RFC: Secure, Serverless Network Play Idea

[eternaleye]

Or, How I Learned To Stop Cheating And Love Cryptography

I had an idea today of how to implement network play in a way that:
a.) Does not require a central server
b.) Prevents 'active cheating' (altering things that should not be alterable)
c.) Prevents 'passive cheating' (peeking at things that should be hidden)
d.) For all players (no 'hosting player runs gdb' kind of holes)

The basic idea is to use cryptographic commitments in order to 'lock in' secret information, without revealing it. To explain, I will begin with a trivial design that only fulfills a.) and b.) and then extend it to fulfill c.) and d.)

A cryptographic commitment is a tool by which you can prove you knew something before you revealed it - i.e. 'commit' to it - similar to getting an envelope post-dated.

As an example, let's say I know "The combination for the safe is 4423". I don't want to reveal it right now, but I want people to believe me two weeks from now when I claim I had been sitting on this for two weeks. A trivial (read: do not use this for actual security) commitment scheme is simply a hash - like SHA256. So I take the hash H("The combination for the safe is 4423") = random_looking_value, and reveal that. Later, when I reveal "The combination for the safe is 4423", people can hash it and check against the hash I gave them in order to verify that I knew it back then. This works because finding two things with the same hash value is exceedingly difficult.

So, let's begin with a trivial network play system - each player runs a separate instance of Forge. When the game starts, they completely synchronize their state - the contents of each players' library, hand, etc. All information is known to all Forge instances. As play continues, each command ("play card 3 in player 1's hand") goes to both instances, and if something would desynchronize the state (such as shuffling) then the full data gets sent. Each player has a 'check for cheating' button, which when pressed makes the two instances compare their state. If there are differences, they start yelling. This satisfies b.)

However, since each instance has all the data, any player can just attach a debugger and pull out things like what cards the other is holding.

In order to resolve this, instead of synchronizing secret state (library, face-down cards, hand) each player instead sends a commitment of those things.

Specifically, the player sends an ordered list of per-card commitments - so the library would be an array that goes something like:
( commit('Forest'), commit('Llanowar Elves'), commit('Darksteel Citadel'), ... )

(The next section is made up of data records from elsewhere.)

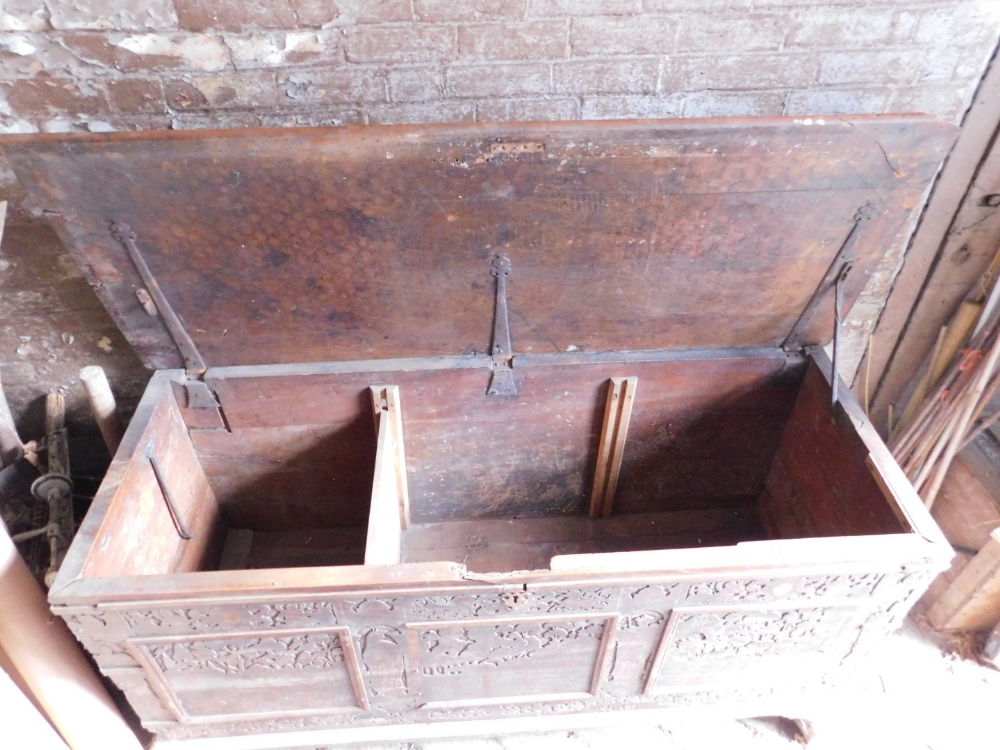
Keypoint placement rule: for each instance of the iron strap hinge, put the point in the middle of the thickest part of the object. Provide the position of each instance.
(502, 380)
(797, 339)
(198, 392)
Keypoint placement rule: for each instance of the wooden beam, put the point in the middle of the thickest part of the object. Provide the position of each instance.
(617, 412)
(386, 398)
(952, 246)
(972, 601)
(389, 515)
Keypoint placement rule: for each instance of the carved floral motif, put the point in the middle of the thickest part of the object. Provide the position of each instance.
(452, 650)
(749, 635)
(246, 657)
(469, 606)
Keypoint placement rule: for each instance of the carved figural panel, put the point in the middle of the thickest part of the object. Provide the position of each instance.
(474, 662)
(254, 674)
(726, 645)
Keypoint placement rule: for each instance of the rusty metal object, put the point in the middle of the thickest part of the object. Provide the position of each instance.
(502, 380)
(55, 487)
(299, 246)
(193, 361)
(838, 314)
(168, 498)
(847, 255)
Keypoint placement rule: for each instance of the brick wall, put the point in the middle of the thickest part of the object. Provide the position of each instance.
(123, 64)
(109, 65)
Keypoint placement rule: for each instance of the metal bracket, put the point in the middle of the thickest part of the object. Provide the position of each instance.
(796, 339)
(502, 380)
(199, 394)
(167, 495)
(838, 320)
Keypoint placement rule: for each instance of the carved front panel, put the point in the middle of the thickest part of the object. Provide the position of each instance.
(374, 658)
(723, 646)
(253, 674)
(540, 658)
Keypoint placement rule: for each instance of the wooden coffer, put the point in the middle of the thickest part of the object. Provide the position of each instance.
(457, 423)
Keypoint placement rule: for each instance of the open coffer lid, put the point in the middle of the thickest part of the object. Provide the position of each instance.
(283, 246)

This is where the trivial commitment scheme I laid out before ('just hash it') fails: Because there are a limited number of cards to choose from, some would have the same hash (basic lands especially) and the other players could also brute-force it by hashing every possible card and comparing. This would reveal too much. The solution is to use a random nonce (number used once) for each, concatenated with the card. A 16-byte nonce is generally considered sufficient. Thus, it becomes
( commit( nonce1 + 'Forest' ), commit( nonce2 + 'Llanowar Elves' ), ... )
When a card ceases to be secret, then the player must reveal both the card and the nonce, and the other players verify it.

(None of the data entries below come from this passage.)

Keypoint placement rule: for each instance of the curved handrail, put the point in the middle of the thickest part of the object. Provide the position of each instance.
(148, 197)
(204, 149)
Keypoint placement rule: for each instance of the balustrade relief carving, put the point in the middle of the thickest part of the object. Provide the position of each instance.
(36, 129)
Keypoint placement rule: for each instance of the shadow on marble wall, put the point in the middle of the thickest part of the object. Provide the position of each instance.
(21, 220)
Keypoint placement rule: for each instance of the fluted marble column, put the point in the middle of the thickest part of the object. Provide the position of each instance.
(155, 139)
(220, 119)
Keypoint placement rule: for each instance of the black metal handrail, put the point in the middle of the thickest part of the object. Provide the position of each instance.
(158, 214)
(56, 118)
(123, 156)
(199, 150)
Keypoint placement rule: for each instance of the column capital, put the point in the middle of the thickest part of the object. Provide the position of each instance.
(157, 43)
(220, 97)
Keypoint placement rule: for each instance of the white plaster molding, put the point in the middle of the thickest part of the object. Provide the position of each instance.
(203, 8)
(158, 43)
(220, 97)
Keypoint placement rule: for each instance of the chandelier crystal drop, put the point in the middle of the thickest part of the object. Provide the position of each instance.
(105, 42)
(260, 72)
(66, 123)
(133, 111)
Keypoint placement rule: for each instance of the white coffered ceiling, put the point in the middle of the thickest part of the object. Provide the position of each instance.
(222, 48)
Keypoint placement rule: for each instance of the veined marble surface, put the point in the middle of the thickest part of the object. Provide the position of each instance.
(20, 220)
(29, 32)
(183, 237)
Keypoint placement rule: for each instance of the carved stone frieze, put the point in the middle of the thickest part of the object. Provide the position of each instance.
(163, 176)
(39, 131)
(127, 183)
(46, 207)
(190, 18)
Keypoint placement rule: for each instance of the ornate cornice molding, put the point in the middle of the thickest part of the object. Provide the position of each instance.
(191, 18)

When a card becomes secret is slightly tricky though. In real-life play turning a Morph creature facedown again doesn't really make it any particular secret what it is - we've already seen it. Thus, it doesn't matter much that when the player generates a new commitment for it, we can still follow the 'secret' card around since the nonce stays the same.

But when a formerly-known card would be shuffled into the library, that becomes a big problem. Because of that, when randomizing any group of secret cards, all cards in the group must be assigned new nonces and re-commited - otherwise the randomization would not actually hide anything.

At the end of the game, all secret data must be revealed, and a final comparison run.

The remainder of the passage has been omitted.